Figure 1 Tax zones and regional labour market regions in Norway, 2003
Source: Ku et al. (2020).
The case of Norway
In a recent paper (Ku et al. 2020), we look at Norway’s experience to investigate whether place-based payroll tax incentives boost employment in these remote, low-tax areas. The key challenge when evaluating geographically differentiated payroll taxes is that the prevailing tax rates in different regions likely reflect regional economic conditions or developments. This makes it difficult to separate the impacts of different payroll tax rates on local employment and wages from the effects of local labour market conditions or business cycles. To overcome this challenge we exploit an unusual policy setting in Norway in the mid-2000s: at this time, the system of geographically differentiated payroll taxes was suddenly abolished.
Prior to the reform, the government of Norway allowed lower payroll tax rates in remote areas to stimulate employment and business activity, and to avoid depopulation of sparsely populated areas of the country. In 1999, however, the European Free Trade Association Surveillance Authority (ESA) ruled that the Norwegian system of geographically differentiated payroll tax rates did not comply with EU trade regulations.
The result was a tax-rate harmonisation reform between 2004 and 2006. The reform was adopted and implemented independently of the local labour market developments, and so created (arguably) exogenous variation in the payroll tax rates faced by firms in different regions over time.
In 2007, another ESA ruling allowed Norway to re-introduce the system of differentiated payroll taxes (after an appeal case). Tax rates were reduced to their pre-2004 levels.
Our analysis takes advantage of the EU-induced payroll tax changes at the level of the local labour market or commuting zone (there are 45 commuting zones in Norway, excluding Oslo). We compare employment and wages before (2000-2003) and after (2004-2006) the abolition of geographically differentiated payroll taxes between commuting zones that are differentially exposed to the policy.

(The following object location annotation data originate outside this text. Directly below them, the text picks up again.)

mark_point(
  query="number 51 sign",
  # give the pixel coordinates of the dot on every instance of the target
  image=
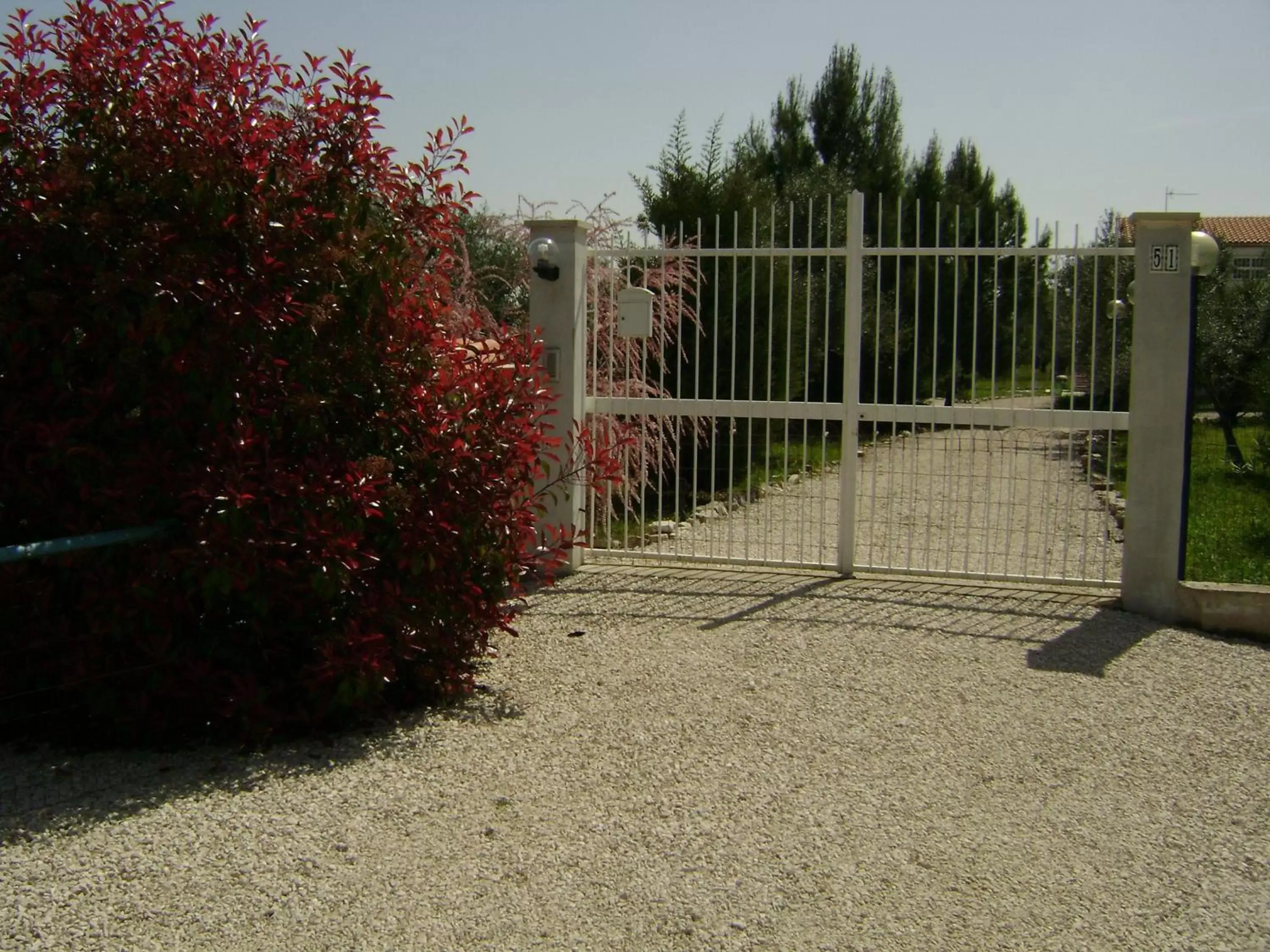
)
(1164, 258)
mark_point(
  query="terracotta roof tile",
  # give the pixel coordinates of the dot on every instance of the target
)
(1239, 229)
(1236, 230)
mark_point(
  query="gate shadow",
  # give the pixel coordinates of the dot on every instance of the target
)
(1094, 644)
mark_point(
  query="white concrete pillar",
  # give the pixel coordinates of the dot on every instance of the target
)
(558, 309)
(1160, 382)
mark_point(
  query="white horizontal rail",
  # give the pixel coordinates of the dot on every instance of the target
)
(1047, 581)
(651, 555)
(916, 252)
(737, 409)
(961, 415)
(996, 417)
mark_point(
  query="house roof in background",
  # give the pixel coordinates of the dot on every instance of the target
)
(1234, 230)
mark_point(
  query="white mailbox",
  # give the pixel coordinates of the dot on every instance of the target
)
(635, 313)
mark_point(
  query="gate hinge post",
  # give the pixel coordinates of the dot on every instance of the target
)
(558, 311)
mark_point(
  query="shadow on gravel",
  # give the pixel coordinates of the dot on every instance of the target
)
(1093, 645)
(45, 787)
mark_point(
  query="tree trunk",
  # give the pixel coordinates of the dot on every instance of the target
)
(1234, 454)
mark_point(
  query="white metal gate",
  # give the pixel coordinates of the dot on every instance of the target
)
(985, 385)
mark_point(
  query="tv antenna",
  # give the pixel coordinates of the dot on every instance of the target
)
(1170, 193)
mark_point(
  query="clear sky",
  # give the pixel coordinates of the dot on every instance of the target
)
(1085, 105)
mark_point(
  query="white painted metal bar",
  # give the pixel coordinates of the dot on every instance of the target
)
(853, 304)
(872, 250)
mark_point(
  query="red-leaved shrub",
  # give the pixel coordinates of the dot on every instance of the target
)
(223, 305)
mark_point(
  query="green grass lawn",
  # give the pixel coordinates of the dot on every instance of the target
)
(1229, 531)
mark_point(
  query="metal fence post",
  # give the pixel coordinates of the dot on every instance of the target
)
(851, 384)
(1159, 389)
(558, 309)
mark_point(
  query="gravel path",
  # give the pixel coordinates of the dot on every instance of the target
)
(1000, 503)
(722, 761)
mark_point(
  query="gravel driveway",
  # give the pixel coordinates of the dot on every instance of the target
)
(722, 761)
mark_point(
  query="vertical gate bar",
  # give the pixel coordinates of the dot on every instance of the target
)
(975, 388)
(679, 382)
(996, 459)
(1032, 393)
(642, 479)
(751, 487)
(911, 452)
(591, 389)
(975, 394)
(789, 353)
(696, 386)
(898, 483)
(957, 460)
(875, 466)
(1089, 433)
(1071, 395)
(660, 336)
(770, 361)
(825, 374)
(1115, 336)
(853, 304)
(625, 352)
(1052, 498)
(917, 374)
(732, 384)
(935, 363)
(1014, 390)
(611, 361)
(714, 390)
(803, 541)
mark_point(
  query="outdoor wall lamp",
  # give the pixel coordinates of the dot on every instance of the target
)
(1203, 254)
(545, 258)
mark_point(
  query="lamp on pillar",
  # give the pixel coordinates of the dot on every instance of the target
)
(1204, 253)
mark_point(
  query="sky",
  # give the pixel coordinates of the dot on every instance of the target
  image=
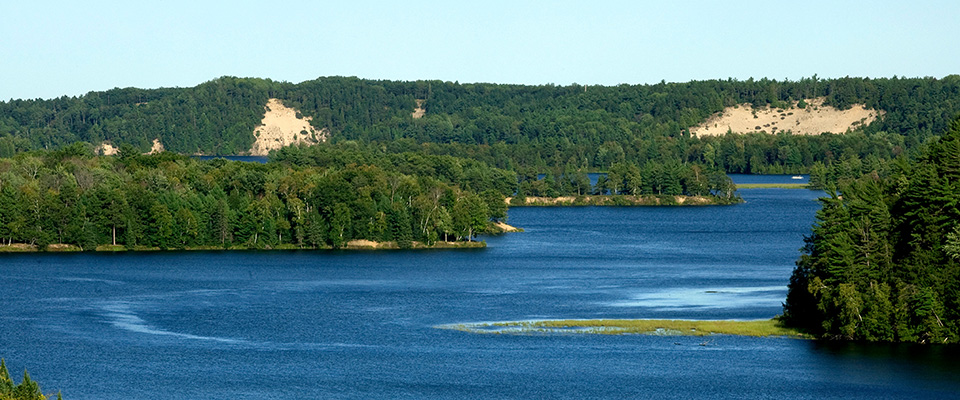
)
(55, 48)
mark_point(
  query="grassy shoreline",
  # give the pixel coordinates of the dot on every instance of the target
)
(659, 327)
(620, 200)
(352, 245)
(773, 186)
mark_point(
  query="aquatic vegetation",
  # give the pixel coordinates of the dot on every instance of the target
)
(660, 327)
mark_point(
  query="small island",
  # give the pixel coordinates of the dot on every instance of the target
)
(756, 328)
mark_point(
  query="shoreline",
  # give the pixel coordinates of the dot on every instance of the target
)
(351, 245)
(648, 200)
(748, 186)
(654, 327)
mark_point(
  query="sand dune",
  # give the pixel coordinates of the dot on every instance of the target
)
(812, 120)
(281, 126)
(419, 112)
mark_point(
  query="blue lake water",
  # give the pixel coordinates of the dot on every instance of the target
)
(254, 325)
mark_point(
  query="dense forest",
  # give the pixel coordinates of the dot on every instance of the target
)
(883, 262)
(506, 126)
(27, 389)
(168, 201)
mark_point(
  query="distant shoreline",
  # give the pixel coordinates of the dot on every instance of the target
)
(655, 327)
(649, 200)
(749, 186)
(351, 245)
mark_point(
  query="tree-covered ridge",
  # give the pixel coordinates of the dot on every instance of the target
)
(652, 178)
(883, 262)
(170, 201)
(535, 126)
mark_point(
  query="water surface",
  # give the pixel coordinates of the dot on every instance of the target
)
(253, 325)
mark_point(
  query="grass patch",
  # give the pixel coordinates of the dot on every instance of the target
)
(18, 248)
(772, 186)
(661, 327)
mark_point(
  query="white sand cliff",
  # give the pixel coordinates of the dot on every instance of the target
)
(812, 120)
(282, 127)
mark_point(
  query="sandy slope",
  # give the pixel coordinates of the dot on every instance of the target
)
(419, 112)
(107, 149)
(281, 127)
(157, 147)
(812, 120)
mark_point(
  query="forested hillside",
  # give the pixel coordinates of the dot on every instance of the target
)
(883, 262)
(508, 126)
(169, 201)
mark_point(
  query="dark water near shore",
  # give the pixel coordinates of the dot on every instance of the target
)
(252, 325)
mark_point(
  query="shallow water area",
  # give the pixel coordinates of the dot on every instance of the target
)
(338, 324)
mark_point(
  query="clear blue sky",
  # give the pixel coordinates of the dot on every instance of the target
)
(54, 48)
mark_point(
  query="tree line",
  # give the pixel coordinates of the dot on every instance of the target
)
(168, 201)
(509, 126)
(883, 261)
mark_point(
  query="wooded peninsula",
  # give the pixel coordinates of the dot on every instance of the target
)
(432, 163)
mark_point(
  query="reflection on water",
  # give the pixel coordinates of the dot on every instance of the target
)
(229, 325)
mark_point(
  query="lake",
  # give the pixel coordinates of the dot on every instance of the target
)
(336, 324)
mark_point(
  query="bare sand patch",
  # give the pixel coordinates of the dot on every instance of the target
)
(812, 120)
(282, 126)
(419, 112)
(505, 227)
(107, 149)
(363, 243)
(157, 147)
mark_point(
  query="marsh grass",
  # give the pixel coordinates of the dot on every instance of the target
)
(772, 186)
(756, 328)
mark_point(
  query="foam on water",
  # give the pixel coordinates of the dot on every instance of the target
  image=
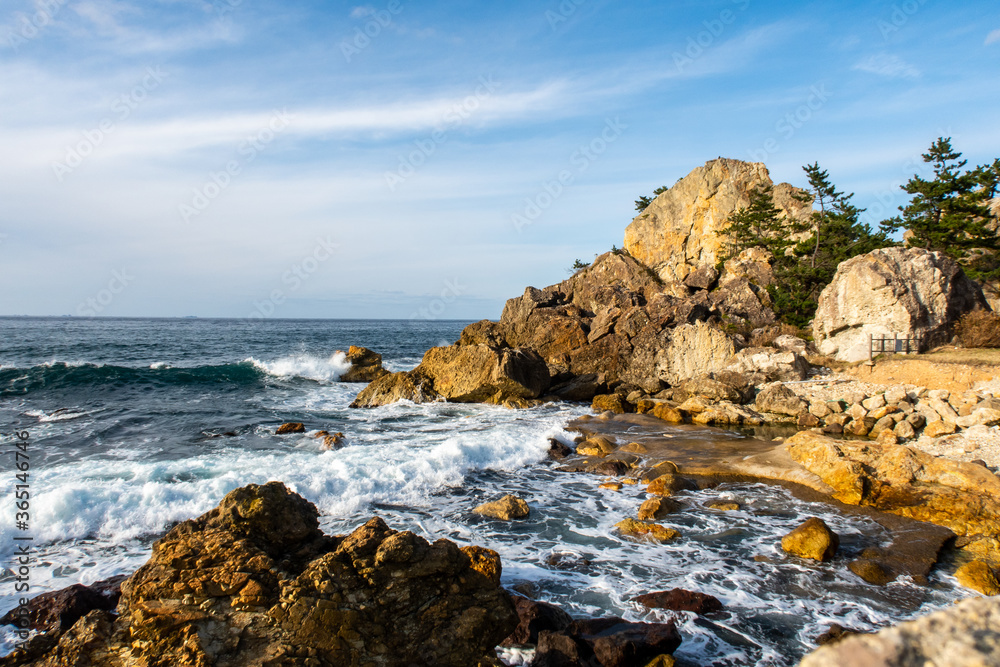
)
(305, 366)
(62, 414)
(167, 419)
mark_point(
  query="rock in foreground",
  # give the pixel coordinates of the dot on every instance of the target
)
(366, 365)
(906, 291)
(255, 582)
(966, 635)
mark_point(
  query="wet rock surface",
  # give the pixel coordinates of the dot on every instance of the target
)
(366, 365)
(965, 635)
(255, 582)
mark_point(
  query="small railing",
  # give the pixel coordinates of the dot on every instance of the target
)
(894, 344)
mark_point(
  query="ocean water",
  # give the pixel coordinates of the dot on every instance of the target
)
(138, 423)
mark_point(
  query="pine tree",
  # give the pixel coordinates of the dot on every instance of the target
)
(756, 225)
(643, 202)
(950, 213)
(802, 269)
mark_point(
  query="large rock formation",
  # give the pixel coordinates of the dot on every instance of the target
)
(965, 635)
(646, 318)
(680, 230)
(964, 497)
(255, 582)
(906, 291)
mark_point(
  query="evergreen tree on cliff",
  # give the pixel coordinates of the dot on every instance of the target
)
(802, 269)
(757, 225)
(951, 212)
(837, 235)
(643, 201)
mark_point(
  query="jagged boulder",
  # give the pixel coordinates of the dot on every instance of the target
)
(366, 366)
(897, 479)
(480, 374)
(906, 291)
(964, 635)
(766, 364)
(694, 349)
(475, 373)
(403, 386)
(679, 231)
(754, 264)
(255, 582)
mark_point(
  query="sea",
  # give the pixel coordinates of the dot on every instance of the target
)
(136, 424)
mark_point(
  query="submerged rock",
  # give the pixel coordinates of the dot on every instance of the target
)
(366, 366)
(606, 642)
(535, 617)
(678, 599)
(646, 530)
(894, 478)
(507, 508)
(290, 427)
(813, 539)
(59, 610)
(255, 582)
(462, 374)
(964, 635)
(978, 576)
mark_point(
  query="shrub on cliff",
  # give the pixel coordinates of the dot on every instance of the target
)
(979, 328)
(802, 269)
(951, 212)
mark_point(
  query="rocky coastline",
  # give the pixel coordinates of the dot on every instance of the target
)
(658, 338)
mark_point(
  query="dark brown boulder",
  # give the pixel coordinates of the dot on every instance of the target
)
(255, 582)
(703, 277)
(407, 385)
(678, 599)
(606, 642)
(366, 366)
(59, 610)
(534, 617)
(290, 427)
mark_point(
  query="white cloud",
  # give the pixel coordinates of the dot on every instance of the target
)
(362, 12)
(889, 66)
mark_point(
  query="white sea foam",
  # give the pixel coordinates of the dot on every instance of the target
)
(305, 366)
(116, 500)
(63, 414)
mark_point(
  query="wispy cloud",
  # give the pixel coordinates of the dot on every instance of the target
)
(889, 66)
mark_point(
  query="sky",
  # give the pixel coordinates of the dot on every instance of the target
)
(401, 159)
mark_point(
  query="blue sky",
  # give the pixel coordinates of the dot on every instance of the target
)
(245, 158)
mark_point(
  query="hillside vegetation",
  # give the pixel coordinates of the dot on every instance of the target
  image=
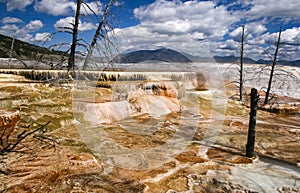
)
(26, 51)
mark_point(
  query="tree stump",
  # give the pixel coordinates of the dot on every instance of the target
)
(252, 124)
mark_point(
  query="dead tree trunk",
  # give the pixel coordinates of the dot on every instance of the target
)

We find a significant decrease in local employment in response to the payroll tax rise. A one percentage point increase in the payroll tax rate reduces employment in the local labour market by 1.37%. The employment decline is largely driven by employed workers becoming unemployed or non-employed rather than out migrating to different commuting zones.
We also find that a one-percentage-point increase in the payroll rate tax leads to a decline in wages in the local labour market of 0.32%, which means that workers were able to shift some of their increased payroll costs to wages. While the pass-through rate is lower than that found for the US (e.g. Anderson and Meyer 1997), it is comparable to that found by Holmlund (1983) and Johansen and Klette (1997) for earlier periods in Sweden and Norway.
The effectiveness of payroll tax incentives
The effectiveness of these place-based incentives in stimulating local employment depends on how flexibly wages can adjust to a tax change. In settings in which rising labour costs for firms are easily shifted to worker wages, we would expect no changes in employment levels in response to payroll tax hikes (Anderson and Meyer 1997, 2000, Gruber 1997).
In contrast, in situations in which wages cannot fully adjust, employment levels may be responsive to payroll tax changes (Kugler and Kugler 2009, Cruces et al. 2010, Saez et al. 2019).
Higher payroll taxes were not fully shifted on to worker wages in Norway. This indicates downward wage rigidity. Our findings suggest that in settings with some degrees of wage rigidity, place-based payroll tax incentives can be effective in stimulating local employment.